A unidade de Pradópolis da São Martinho, sozinha, é considerada a maior do país em moagem de cana, com 8,2 milhões de toneladas por safra. A produção de açúcar dessa unidade é de 650 mil toneladas, de um total de 880 mil previstas para 2010/11, que se encerra em março. Desse total, somente 50 mil toneladas de açúcar do grupo são negociadas no mercado interno.

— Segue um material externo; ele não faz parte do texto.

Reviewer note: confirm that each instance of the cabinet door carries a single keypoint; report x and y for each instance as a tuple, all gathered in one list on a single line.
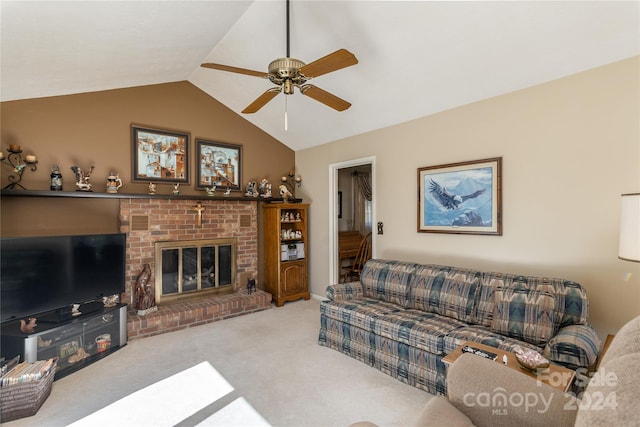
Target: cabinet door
[(293, 278)]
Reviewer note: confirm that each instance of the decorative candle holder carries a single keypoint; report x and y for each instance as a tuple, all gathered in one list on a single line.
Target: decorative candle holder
[(290, 183), (18, 164)]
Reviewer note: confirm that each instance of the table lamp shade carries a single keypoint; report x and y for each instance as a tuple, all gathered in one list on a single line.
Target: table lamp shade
[(630, 228)]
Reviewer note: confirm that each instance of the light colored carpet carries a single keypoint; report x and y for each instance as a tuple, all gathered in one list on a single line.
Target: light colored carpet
[(260, 369)]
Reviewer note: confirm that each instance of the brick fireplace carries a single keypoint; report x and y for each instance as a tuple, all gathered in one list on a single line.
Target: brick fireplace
[(148, 220)]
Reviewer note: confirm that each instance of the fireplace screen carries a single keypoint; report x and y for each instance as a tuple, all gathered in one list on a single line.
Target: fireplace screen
[(189, 267)]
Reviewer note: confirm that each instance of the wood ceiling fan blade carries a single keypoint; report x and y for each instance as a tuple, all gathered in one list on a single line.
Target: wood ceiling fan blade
[(262, 100), (328, 99), (235, 69), (337, 60)]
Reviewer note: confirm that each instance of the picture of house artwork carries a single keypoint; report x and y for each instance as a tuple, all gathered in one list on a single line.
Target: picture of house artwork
[(219, 167), (160, 156)]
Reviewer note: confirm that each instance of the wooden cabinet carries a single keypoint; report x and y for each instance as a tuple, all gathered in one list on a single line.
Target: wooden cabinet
[(285, 251)]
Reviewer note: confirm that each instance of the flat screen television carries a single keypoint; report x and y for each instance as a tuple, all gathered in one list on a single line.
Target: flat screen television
[(40, 274)]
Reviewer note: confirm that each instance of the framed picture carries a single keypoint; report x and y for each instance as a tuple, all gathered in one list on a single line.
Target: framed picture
[(461, 198), (160, 155), (219, 164)]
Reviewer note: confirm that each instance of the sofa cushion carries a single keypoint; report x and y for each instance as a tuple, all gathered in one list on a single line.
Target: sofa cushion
[(416, 328), (448, 291), (483, 335), (360, 313), (387, 280), (571, 306), (574, 346), (524, 314)]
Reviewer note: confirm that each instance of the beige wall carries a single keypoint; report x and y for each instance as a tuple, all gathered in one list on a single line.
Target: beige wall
[(95, 128), (569, 147)]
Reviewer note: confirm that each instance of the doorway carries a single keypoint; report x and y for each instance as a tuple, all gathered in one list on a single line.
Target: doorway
[(343, 205)]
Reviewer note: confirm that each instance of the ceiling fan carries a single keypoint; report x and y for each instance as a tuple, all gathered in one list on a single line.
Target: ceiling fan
[(288, 73)]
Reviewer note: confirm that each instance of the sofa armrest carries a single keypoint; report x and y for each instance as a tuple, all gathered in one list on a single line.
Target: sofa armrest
[(344, 291), (492, 394), (574, 346)]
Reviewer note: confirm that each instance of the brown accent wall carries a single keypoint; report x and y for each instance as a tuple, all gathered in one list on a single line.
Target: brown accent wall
[(95, 128)]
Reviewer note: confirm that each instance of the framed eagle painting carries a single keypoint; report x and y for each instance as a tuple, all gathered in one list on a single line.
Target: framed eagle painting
[(461, 198)]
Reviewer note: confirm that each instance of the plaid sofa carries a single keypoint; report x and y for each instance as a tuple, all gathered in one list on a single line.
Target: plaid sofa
[(403, 318)]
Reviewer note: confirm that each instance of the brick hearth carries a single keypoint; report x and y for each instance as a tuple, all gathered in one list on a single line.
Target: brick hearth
[(181, 315)]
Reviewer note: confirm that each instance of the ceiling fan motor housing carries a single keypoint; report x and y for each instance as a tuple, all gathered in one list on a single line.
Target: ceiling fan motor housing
[(286, 72)]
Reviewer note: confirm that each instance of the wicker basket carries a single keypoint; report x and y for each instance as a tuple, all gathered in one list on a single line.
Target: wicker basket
[(25, 399)]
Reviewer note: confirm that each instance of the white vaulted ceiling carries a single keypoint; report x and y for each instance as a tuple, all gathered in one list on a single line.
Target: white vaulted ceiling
[(416, 58)]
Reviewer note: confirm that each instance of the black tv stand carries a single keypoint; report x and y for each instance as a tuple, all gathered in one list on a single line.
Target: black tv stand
[(65, 313), (77, 342)]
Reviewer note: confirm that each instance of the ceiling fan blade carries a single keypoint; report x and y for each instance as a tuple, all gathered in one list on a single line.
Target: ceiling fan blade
[(337, 60), (262, 100), (235, 69), (325, 97)]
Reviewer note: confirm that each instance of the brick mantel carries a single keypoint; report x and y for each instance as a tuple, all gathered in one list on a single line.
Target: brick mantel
[(148, 220)]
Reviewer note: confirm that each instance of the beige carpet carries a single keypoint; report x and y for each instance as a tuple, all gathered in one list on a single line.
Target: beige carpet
[(261, 369)]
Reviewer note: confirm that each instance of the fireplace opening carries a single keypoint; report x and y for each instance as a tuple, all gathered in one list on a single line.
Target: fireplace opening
[(190, 269)]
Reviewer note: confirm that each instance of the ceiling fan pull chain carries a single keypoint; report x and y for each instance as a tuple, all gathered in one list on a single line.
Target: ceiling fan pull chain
[(288, 45), (286, 118)]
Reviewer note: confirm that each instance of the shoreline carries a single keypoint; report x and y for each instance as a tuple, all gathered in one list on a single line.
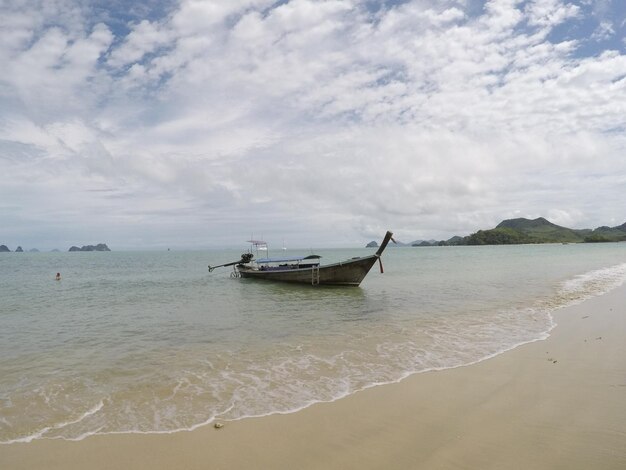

Venturelli lembra que os investimentos do grupo vão permitir a retirada de caminhões das rodovias. Considerando os 2 milhões de toneladas escoados por ano pela malha ferroviária, são 42 mil viagens de caminhão que deixam de ser feitas. "Haverá uma economia na movimentação de fluxo de carga na região onde a usina está instalada."

Segundo Fontana, as usinas do grupo Cosan (um total de 23) ainda são os principais clientes da Rumo Logística. Mas se considerar o contrato fechado com a São Martinho, o grupo torna-se o maior contrato de uma companhia independente.
O açúcar é o principal produto agrícola escoado no porto de Santos, seguido pelos grãos - soja e farelo, sobretudo.